Penso che molti video che mi mandano gli amici siano artefatti; non c'è modo di provare o meno che siano veri e io non mi fido che lo siano, quindi parto sempre dal presupposto che siano fasulli e generati o ritoccati con l'AI.
Dicevo che sono vecchia scuola, quindi ho il bisogno di verificarne sempre le fonti, ma non ho tutta la giornata per farlo quindi se non sono video di argomenti specifici che mi interessano, evito di vederli.
Purtoppo ho notato che amici e conoscenti che guardano in continuazione video hanno perso la capacità critica, visto che gli algolitmi che orchestrano la visione ad un utente gli fanno vedere sempre video legati a "quell'idea" che solitamente è complottista o legata ad una visione “distorta” della realtà.

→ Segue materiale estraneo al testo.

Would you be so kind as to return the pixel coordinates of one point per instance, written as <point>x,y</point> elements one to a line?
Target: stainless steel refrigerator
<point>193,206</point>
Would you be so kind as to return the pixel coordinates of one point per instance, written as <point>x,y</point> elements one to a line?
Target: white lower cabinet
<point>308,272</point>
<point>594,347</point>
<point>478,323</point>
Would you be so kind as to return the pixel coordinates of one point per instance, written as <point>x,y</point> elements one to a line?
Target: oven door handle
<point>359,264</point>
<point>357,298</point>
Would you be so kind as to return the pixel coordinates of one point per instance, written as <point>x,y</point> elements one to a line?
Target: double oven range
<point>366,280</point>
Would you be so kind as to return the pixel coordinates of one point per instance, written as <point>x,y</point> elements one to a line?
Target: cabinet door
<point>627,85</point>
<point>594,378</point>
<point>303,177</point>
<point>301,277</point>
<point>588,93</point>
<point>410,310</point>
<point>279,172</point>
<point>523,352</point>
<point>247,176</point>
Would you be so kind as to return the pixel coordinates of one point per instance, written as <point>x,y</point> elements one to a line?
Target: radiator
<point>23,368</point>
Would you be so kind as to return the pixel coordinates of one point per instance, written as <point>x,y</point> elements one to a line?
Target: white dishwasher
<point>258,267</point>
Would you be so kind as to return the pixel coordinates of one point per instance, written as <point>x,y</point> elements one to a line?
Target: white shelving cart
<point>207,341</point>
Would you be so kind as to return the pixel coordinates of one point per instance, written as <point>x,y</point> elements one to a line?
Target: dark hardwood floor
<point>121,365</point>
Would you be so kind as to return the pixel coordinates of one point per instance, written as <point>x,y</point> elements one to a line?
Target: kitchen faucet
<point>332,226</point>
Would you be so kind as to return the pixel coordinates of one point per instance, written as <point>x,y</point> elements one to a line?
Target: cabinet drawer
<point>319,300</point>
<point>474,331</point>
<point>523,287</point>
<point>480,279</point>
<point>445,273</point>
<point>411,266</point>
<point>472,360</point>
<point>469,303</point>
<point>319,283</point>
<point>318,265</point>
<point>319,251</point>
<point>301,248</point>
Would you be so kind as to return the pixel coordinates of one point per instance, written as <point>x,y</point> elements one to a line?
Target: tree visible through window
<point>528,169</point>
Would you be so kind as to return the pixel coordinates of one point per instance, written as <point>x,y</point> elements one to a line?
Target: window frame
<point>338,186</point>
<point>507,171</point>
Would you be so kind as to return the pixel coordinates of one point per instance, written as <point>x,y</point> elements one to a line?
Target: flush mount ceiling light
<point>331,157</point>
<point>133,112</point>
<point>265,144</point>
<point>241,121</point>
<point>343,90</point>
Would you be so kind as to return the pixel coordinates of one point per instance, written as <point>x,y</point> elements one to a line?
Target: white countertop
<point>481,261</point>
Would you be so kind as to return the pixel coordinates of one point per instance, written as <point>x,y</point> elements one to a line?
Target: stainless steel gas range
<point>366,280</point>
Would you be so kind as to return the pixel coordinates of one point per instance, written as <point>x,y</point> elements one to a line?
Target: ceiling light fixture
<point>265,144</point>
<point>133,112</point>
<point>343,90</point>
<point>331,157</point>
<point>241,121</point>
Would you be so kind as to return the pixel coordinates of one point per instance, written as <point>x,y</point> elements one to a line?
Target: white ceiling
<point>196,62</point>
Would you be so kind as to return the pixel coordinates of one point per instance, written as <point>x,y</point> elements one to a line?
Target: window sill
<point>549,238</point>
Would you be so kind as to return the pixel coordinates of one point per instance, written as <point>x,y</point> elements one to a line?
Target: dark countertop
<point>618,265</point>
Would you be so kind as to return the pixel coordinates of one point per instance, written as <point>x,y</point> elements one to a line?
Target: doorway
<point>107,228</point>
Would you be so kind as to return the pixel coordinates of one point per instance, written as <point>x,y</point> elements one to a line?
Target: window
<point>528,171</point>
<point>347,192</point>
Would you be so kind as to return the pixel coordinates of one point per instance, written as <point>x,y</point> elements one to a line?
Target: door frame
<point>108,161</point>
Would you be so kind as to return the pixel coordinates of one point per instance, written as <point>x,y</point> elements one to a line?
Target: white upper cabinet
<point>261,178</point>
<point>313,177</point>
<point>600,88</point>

La cosa mi disturba molto soprattutto quando mi si dice che a prova di quello che dicono/guardano ci sono migliaia di video che lo testimoniano...per forza, se cerchi solo quello ti fanno vedere solo quello...eh...ma prova a spiegarglielo...
Il fatto di prendersi del tempo per leggere, rileggere, soffermarsi, ritornarwe indietro per capire meglio – chi lo fa con un video? - per capire chi sia l’autore, di certo ti fornisce una visione diversa del mondo e aumenta lo spirito critico, alimenta dubbi, perplessità e magari induce ad approffondire leggendo dell’altro di diverso.
Credo che siamo già di fronte ad una netta divisione tra la popolazione sempre più anestetizzata dalla fruizione di video più o meno idioti e da una minoranza, non ancora elitaria, che invece continua a leggere e scrivere; temo che questo porterà ad una sorta di dittatuta della maggioranza che terrà politicamente in scacco una minoranza più istruita e pensante che ad un certo punto e in qualche modo dovrà ribellarsi se non vorrà soccombere.
Insomma vedo tempi duri per la società e la democrazia così come la conosciamo e ho forti dubbi che l’AI – da come ora è usata - possa intervenire a nostro vantaggio.